Negative Yields Are No Longer Spanning The Globe
When commenting on the bond market, the tendency is to focus just on U.S. Treasury (UST) securities. This is not a critique, as the UST market is arguably the most closely followed bond arena in the world. However, sometimes investors can lose sight of developments in other sovereign debt arenas. Against this backdrop, I thought it would be prudent to provide an early 2022 update from a global perspective, although the results probably won’t surprise you too much.
The trend here in the U.S. is one that is also occurring all around the globe—higher yields. As you can see in the table, 10-year sovereign debt yields have moved higher year-to-date in just about every key bond market. Interestingly, the increases have also been somewhat uniform in places such as the U.S., Germany, the U.K., and Canada, at around 40 basis points (bps) each. Italian 10-year BTP yields have risen the most thus far, by just under 60 bps. Even in Japan, yields have moved up by almost 15 bps in the Japanese Government Bond market.
Year-to-Date Changes in 10-Year Sovereign Debt Yields (%)

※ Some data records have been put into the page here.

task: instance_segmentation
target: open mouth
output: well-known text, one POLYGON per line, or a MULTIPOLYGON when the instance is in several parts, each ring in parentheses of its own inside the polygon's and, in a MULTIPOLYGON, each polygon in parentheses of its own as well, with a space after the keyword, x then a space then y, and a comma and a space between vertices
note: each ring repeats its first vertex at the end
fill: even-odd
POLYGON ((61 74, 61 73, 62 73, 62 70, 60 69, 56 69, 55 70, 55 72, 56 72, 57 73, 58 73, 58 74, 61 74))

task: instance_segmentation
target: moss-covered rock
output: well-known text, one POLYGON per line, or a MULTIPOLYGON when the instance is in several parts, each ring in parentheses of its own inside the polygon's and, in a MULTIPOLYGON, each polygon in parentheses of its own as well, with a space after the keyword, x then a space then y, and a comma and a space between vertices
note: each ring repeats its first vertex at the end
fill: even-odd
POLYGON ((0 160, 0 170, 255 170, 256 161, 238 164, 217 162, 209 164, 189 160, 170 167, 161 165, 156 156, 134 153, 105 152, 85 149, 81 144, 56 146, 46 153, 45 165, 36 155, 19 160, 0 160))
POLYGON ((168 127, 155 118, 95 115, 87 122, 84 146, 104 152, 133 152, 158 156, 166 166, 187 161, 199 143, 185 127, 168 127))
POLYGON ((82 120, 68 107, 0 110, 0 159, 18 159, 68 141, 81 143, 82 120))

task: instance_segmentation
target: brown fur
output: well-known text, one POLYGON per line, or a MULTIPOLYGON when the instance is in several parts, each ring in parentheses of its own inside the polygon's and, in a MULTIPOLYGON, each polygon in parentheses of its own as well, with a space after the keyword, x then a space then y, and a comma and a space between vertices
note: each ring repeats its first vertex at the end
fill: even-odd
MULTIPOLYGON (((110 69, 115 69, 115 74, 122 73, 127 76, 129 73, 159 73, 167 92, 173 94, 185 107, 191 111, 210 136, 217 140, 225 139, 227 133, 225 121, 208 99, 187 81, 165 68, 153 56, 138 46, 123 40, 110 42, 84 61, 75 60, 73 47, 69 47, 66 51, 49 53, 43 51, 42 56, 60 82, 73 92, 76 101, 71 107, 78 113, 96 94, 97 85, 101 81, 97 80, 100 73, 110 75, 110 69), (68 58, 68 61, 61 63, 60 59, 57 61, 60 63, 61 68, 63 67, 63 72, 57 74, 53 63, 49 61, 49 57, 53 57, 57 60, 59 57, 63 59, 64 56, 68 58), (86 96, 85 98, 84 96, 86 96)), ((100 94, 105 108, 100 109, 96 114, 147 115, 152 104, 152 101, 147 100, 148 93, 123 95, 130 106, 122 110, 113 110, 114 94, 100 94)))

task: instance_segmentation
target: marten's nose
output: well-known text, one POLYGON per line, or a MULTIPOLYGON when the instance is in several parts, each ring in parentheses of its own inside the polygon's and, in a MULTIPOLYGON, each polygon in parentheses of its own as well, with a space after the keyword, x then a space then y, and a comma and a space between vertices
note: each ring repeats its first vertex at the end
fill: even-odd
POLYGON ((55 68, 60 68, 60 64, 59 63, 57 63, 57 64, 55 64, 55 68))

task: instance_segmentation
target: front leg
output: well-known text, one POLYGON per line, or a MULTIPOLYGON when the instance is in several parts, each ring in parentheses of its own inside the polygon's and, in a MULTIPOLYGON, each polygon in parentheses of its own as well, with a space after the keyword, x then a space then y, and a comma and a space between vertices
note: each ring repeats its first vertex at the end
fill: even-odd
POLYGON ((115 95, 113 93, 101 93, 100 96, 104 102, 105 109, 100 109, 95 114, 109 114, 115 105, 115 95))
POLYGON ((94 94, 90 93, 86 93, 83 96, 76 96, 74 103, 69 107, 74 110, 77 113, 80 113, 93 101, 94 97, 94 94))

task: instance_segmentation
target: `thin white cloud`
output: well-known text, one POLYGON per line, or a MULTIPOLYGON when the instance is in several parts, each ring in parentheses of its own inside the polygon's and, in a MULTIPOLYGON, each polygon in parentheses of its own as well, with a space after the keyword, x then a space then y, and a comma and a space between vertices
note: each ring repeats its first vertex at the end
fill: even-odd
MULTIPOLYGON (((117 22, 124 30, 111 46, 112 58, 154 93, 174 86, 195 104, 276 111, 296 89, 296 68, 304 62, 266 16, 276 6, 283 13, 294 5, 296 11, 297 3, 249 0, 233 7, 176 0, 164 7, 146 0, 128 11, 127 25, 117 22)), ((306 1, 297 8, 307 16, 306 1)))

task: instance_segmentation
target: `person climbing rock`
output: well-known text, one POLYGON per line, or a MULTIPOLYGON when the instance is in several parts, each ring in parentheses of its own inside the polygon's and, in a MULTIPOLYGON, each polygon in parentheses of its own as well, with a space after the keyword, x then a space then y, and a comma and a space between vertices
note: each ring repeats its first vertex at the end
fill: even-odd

Perhaps the most noteworthy global development has been the return of sovereign debt yields into positive territory. Indeed, remember all those stories about negative yields abroad? Well, don’t look now, but as of this writing, negative rates are no longer evident in the 10-year sector, or even for essentially any of the five-year part of the curve either. Looking at German bunds as the benchmark government bond market outside the U.S., 10-year yields are now in positive territory for the first time since 2019. In fact, following last week’s ECB meeting, the markets seem to be betting that rate hikes will also occur in the eurozone later this year, which could bring the key deposit rate back to zero from its current level of -0.50%.
Conclusion
Let’s bring it back to any potential ramifications for the U.S. bond market. What sticks out to me is the narrative of recent years that negative rates overseas would serve as a cap on yield levels here at home. Well, what happens when negative rates abroad no longer exist? While spread comparisons would seem to still benefit Treasuries on an absolute basis, it seems reasonable to expect UST yields could potentially lose some support from overseas buying going forward. So, let’s harken back to my blog post from last week and ask the question: could the UST market lose support from both the Fed and global investors later this year? A fair question to ask and a compelling reason to consider rate hedging for a bond portfolio.